Zwei Qualifikanten auf dem Thron
Tereza Smitkova (CZE) und Franck Pepe (FRA) holen bei den Internationalen Württembergischen Meisterschaften um den Südwestbank-Cup in Stuttgart-Stammheim die Titel. In den Endspielen haben Maryna Zanevska (UKR) und Lokalmatador Nils Langer (TV Reutlingen) das Nachsehen.
Der Titeltraum von Nils Langer (TV Reutlingen) bei den Internationalen Württembergischen Meisterschaften um den Südwestbank-Cup ist geplatzt. Im Endspiel des mit 10.000 Dollar dotierten ITF Futures setzte sich Franck Pepe (FRA) mit 2:6, 6:2, 6:2 durch. Der französische Qualifikant feierte damit seinen ersten Titel auf dem internationalen Profiparkett. „Ich bin natürlich unheimlich glücklich und stolz, dass ich das gut besetzte Turnier gewinnen konnte“, so der 23-Jährige, der im elsässischen Mulhouse zuhause ist. Als Jugendlicher gehörte Pepe zu den besten seines Jahrgangs und war als 13-Jähriger die Nummer eins in Europa. Zahlreiche Verletzungen warfen ihn in seiner Karriere immer wieder zurück, sodass er aktuell nur auf Platz 1098 in der Weltrangliste notiert ist. Durch die 18 Weltranglistenpunkte, die er zusätzlich zu seinem Preisgeld in Höhe von 1.300 Dollar erhält, wird sich Pepe um rund 200 Plätze im Ranking verbessern. Von daher war Nils Langer, der auf Platz 616 der Weltrangliste notiert ist, der Favorit. Der 21-jährige Lokalmatador hatte unter anderem im Viertelfinale den an zwei gesetzten Marius Copil (ROU) klar in zwei Sätzen besiegt. Dies war die beste Leistung des Kaderspielers des Württembergischen Tennis-Bundes (WTB) im gesamten Turnierverlauf. In den anderen Partien hatte Langer, der bei der sehr gut besetzten vom WTB ausgerichteten Veranstaltung nur dank einer Wildcard direkt im Hauptfeld stand, immer wieder einen kleinen Durchhänger gehabt. „In diesem Match war es jedoch anders. Mein Gegner hat ab dem zweiten Satz deutlich aggressiver gespielt und fast keine Fehler mehr gemacht. Insgesamt hat er verdient gewonnen“, so ein enttäuschter Nils Langer nach der Partie. Trotz der Finalniederlage zog der Reutlinger Zweitligaspieler ein positives Resümee nach der Turnierwoche. „Ich habe das Finale erreicht und bei einem für diese Kategorie sehr stark besetzten Turnier gute Leute geschlagen. Auf diesem Saisonstart lässt sich aufbauen und gibt mir Selbstvertrauen für den Saisonverlauf.“ Für das Erreichen des Endspiels kassierte Langer, der in seiner Karriere bereits zwei Future Turniere gewinnen konnte, 900 Dollar und zehn Weltranglistepunkte.
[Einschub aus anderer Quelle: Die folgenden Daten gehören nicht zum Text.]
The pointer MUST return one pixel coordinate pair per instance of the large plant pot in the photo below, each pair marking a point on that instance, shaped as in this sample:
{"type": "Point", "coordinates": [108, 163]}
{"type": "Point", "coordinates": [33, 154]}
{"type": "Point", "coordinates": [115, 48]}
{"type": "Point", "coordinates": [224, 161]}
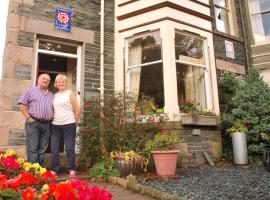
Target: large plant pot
{"type": "Point", "coordinates": [165, 162]}
{"type": "Point", "coordinates": [239, 148]}
{"type": "Point", "coordinates": [127, 167]}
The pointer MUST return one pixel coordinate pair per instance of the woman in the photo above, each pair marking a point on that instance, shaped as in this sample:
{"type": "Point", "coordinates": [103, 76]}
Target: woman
{"type": "Point", "coordinates": [66, 117]}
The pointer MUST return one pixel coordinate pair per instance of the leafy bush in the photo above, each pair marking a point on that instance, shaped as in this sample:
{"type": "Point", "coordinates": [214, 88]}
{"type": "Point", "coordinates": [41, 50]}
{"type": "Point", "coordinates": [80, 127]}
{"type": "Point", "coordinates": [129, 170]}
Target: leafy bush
{"type": "Point", "coordinates": [250, 103]}
{"type": "Point", "coordinates": [103, 169]}
{"type": "Point", "coordinates": [162, 142]}
{"type": "Point", "coordinates": [116, 123]}
{"type": "Point", "coordinates": [238, 126]}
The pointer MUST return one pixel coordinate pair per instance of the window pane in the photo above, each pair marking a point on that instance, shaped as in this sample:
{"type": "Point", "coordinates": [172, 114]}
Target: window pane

Zuvor war bereits die Entscheidung in der Damenkonkurrenz gefallen. Den Titel als Internationale Württembergische Meisterin sicherte sich Tereza Smitkova (CZE). Die 17-jährige Qualifikantin holte sich nach einem umkämpften Duell gegen Maryna Zanevska (UKR) mit 6:4, 7:6 (4) den Sieg. Als Belohnung für ihren ersten Sieg auf der ITF Tour kassierte die Tschechin rund 1.600 Dollar Preisgeld und zwölf Punkte für die Weltrangliste. Als Trostpflaster gab es für ihre 18-Jährige Gegnerin aus der Ukraine immerhin noch knapp 1.000 Dollar Preisgeld und acht Punkte für die Weltrangliste. Beste Deutsche in der mit 10.000 Dollar dotierten Damenkonkurrenz war Franziska Etzel (ETUF Essen), die im Viertelfinale der späteren Siegerin mit 4:6, 2:6 unterlegen war.
Am Vortag des vorletzten Veranstaltungstages des Turnierdoppelpacks in Stuttgart-Stammheim waren die ersten Entscheidungen gefallen. Sieger der Herrendoppelkonkurrenz wurden Simon Stadler (TK GW Mannheim)/Marius Copil (ROU), die sich gegen Kevin Krawietz (Kurhaus Aachen)/Marcel Zimmermann (TC Großhesselohe) mit 6:1, 6:2 durchsetzten. Bei den Damen hatten Paula Kania (POL) und Ksenia Lykina (RUS) die Nase vorn. Sie bezwangen im Endspiel die Zwillings-Schwestern Lyudmyla und Nadiya Kichenok (UKR) mit 6:4, 6:3.